4. Don’t try to map all your processes at once. Some businesses make the erroneous move of documenting all their processes at once. This sort of exercise requires a significant amount of time and man-power upfront with little or no value-add. Focus on mapping key business processes that cut across the value chain where identifiable improvements can be made.
5. Start with the current state. Once the “ideal” process area is selected, focus on documenting the “as is” state as opposed to the future or ideal state. This might seem obvious but when people are asked to improve a process, their initial impulse is to move right to solution – but they can’t improve what they don’t understand!
6. Walk the process. Conduct a formal waste or process walk prior to building the “as is” map. Engaging in short, structured interviews with process participants becomes a rich source of data, flow and process issues. It also increases external interest in process improvement since people appreciate being asked for their input.
7. Map what the process really is.

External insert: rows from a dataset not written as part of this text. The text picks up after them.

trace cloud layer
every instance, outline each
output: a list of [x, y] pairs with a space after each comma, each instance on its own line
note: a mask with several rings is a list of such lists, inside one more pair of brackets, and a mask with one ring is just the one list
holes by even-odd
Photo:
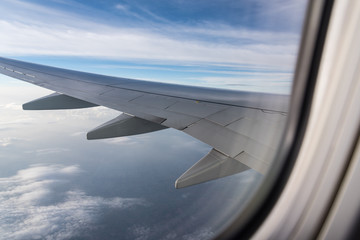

People often relate what they think the process is – so when mapping the “as is” process you have to push past the SOPs, or Standard Operating Procedures, to find out all the shortcuts, rework loops, cheat sheets and workarounds – nobody thinks of those on the first pass. And keep the steps at the same “elevation level”, meaning don’t combine general tasks such as “generate the invoice” with details like “turn the page.”
8. Keep it simple. Basic tools like flip chart paper or rolls of butcher’s paper and sticky notes are often the best and simplest tools for building process maps with teams. They can be prettied up later in Visio, Excel or PowerPoint but there’s no substitute for jointly building the actual, physical map.
9. Include process data. Process maps are more accurate and powerful when they include cycle times and wait times. Value Stream Maps are designed to include these two elements of lead time, but including this data on any map helps reflect what truly gets in the way of meeting customer demand. When capturing cycle times in a process with high levels of variation, it’s helpful to include not just the average times, but the ranges as well. Averages hide the real impact of lead time on customers.
10. Apply visual management. When mapping on the wall with sticky notes, try using different colors for the different “lanes” of a Swimlane map and choosing a contrasting color (classically pink) for pain points. Hold off drawing connectors and arrows until you’ve verified the map or you’ll end up with scribble marks – and that’s rework!
Some of these may seem like common sense, but I find it valuable to think through what has made me successful in the past and keep these tools in the forefront of my mind for future engagements. Process mapping is a tremendously valuable tool for improving a process. It’s well suited for a broad range of industries and processes. However, like other continuous improvement methods, the effectiveness of process mapping is affected by how it is selected planned and carried out.